Location
- Keokuk, IowaLee County United States
- Coordinates: 40°24′40″N 91°23′25″W﻿ / ﻿40.411°N 91.39031°W

District information
- Type: Local school district
- Grades: K-12
- Superintendent: Christine Barnes
- Schools: 5
- Budget: $27,776,000 (2020-21)
- NCES District ID: 1915630

Students and staff
- Students: 1790 (2022-23)
- Teachers: 126.76 FTE
- Staff: 166.82 FTE
- Student–teacher ratio: 14.12
- Athletic conference: Southeast Conference
- District mascot: Chiefs
- Colors: Purple and White

Other information
- Website: www.keokukschools.org/district/

= Keokuk Community School District =

Public school district in Keokuk, Iowa, United States

Keokuk Community School District (KCSD) is a public school district headquartered in Keokuk, Iowa. It is entirely in Lee County, and serves Keokuk and the rural areas to the north and west of Keokuk. The district borders the states of Illinois to the east and Missouri to the south.

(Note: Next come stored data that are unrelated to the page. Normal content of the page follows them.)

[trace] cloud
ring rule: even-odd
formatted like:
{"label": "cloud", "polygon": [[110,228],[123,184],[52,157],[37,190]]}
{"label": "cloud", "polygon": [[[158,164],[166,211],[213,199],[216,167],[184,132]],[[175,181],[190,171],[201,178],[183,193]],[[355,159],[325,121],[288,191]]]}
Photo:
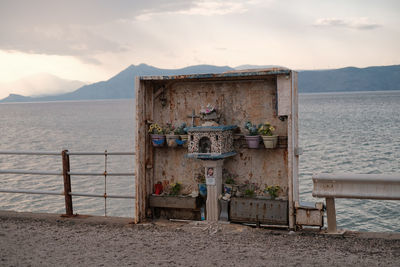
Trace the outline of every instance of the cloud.
{"label": "cloud", "polygon": [[0,29],[0,49],[5,51],[74,56],[91,64],[100,64],[96,54],[126,51],[122,44],[82,26],[35,25],[30,29],[14,27],[13,31],[0,26]]}
{"label": "cloud", "polygon": [[369,18],[319,18],[315,21],[314,26],[318,27],[343,27],[357,30],[373,30],[382,25],[372,22]]}
{"label": "cloud", "polygon": [[101,64],[102,54],[126,52],[143,42],[136,38],[141,29],[123,22],[150,20],[160,14],[243,13],[253,1],[2,0],[0,50],[72,56],[84,63]]}
{"label": "cloud", "polygon": [[174,9],[165,10],[148,10],[136,16],[137,20],[150,20],[153,16],[160,14],[182,14],[182,15],[200,15],[200,16],[214,16],[214,15],[227,15],[238,14],[247,11],[246,4],[254,4],[252,0],[248,1],[223,1],[223,0],[202,0],[193,1],[191,5],[184,8],[182,6],[175,7]]}
{"label": "cloud", "polygon": [[187,10],[193,5],[189,0],[2,0],[0,50],[72,56],[101,64],[98,55],[125,52],[134,45],[115,33],[120,21],[148,12]]}
{"label": "cloud", "polygon": [[181,10],[178,13],[187,15],[226,15],[232,13],[244,13],[247,9],[245,8],[244,2],[235,1],[200,1],[195,6]]}

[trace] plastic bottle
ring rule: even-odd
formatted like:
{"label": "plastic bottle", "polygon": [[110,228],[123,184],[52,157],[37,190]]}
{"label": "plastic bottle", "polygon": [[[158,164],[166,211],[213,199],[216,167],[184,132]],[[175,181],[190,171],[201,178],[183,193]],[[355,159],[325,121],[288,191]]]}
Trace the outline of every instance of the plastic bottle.
{"label": "plastic bottle", "polygon": [[201,220],[204,221],[206,219],[204,205],[200,208]]}

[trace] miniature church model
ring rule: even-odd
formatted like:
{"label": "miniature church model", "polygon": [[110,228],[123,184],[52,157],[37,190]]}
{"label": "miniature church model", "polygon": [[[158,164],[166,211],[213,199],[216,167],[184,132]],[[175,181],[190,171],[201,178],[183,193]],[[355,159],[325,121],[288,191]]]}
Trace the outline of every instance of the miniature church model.
{"label": "miniature church model", "polygon": [[235,125],[198,126],[187,129],[189,134],[188,157],[223,159],[236,155],[233,150]]}
{"label": "miniature church model", "polygon": [[187,129],[189,158],[223,159],[236,155],[233,149],[233,131],[236,125],[218,125],[219,116],[211,105],[200,110],[202,126]]}

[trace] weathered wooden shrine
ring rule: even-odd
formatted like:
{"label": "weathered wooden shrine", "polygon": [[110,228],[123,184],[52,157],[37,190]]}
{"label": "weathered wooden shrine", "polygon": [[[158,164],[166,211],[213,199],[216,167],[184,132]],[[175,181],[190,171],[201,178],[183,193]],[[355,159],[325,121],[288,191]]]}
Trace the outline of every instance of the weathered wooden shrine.
{"label": "weathered wooden shrine", "polygon": [[[219,220],[222,197],[230,206],[225,219],[293,229],[297,112],[297,73],[285,68],[137,77],[136,220]],[[248,143],[247,122],[257,128],[253,136],[265,130],[263,124],[276,139],[271,145],[263,144],[261,137]],[[186,125],[180,128],[186,136],[175,132],[172,143],[168,136],[164,141],[161,125],[167,124]],[[159,130],[157,136],[149,134],[154,129]],[[224,187],[226,173],[234,177],[236,194]],[[199,189],[199,176],[206,178],[206,196]]]}

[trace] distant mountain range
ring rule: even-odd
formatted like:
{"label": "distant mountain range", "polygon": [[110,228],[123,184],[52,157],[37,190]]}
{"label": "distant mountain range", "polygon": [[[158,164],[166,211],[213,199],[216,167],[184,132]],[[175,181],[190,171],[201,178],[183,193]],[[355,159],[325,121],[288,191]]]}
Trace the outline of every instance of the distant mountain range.
{"label": "distant mountain range", "polygon": [[[43,97],[10,94],[8,97],[0,100],[0,102],[133,98],[135,95],[135,76],[223,73],[235,69],[242,70],[263,67],[276,66],[242,65],[231,68],[228,66],[196,65],[182,69],[159,69],[146,64],[131,65],[107,81],[84,85],[70,93]],[[400,65],[304,70],[299,71],[298,85],[299,91],[303,93],[400,90]]]}
{"label": "distant mountain range", "polygon": [[85,84],[87,83],[61,79],[49,73],[37,73],[17,81],[0,83],[0,95],[4,91],[12,91],[13,94],[42,97],[72,92]]}
{"label": "distant mountain range", "polygon": [[298,86],[304,93],[400,90],[400,65],[300,71]]}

As of 2018 it had about 1,860 students, making it the 43rd largest school district in Iowa.

==Schools==
- Keokuk High School
- Keokuk Middle School
  - A fire damaged the building in 2001.
- George Washington Elementary School
- Hawthorne Elementary School
- Torrence Preschool

Former schools:
- Lincoln Elementary School - Keokuk Waterworks now owns this building
- Torrence Elementary School - Now Torrence Preschool, and previously extra administrative offices
- Wells-Carey Elementary School - Built in 1925, and scheduled to close in 2012 due to reduced numbers of students.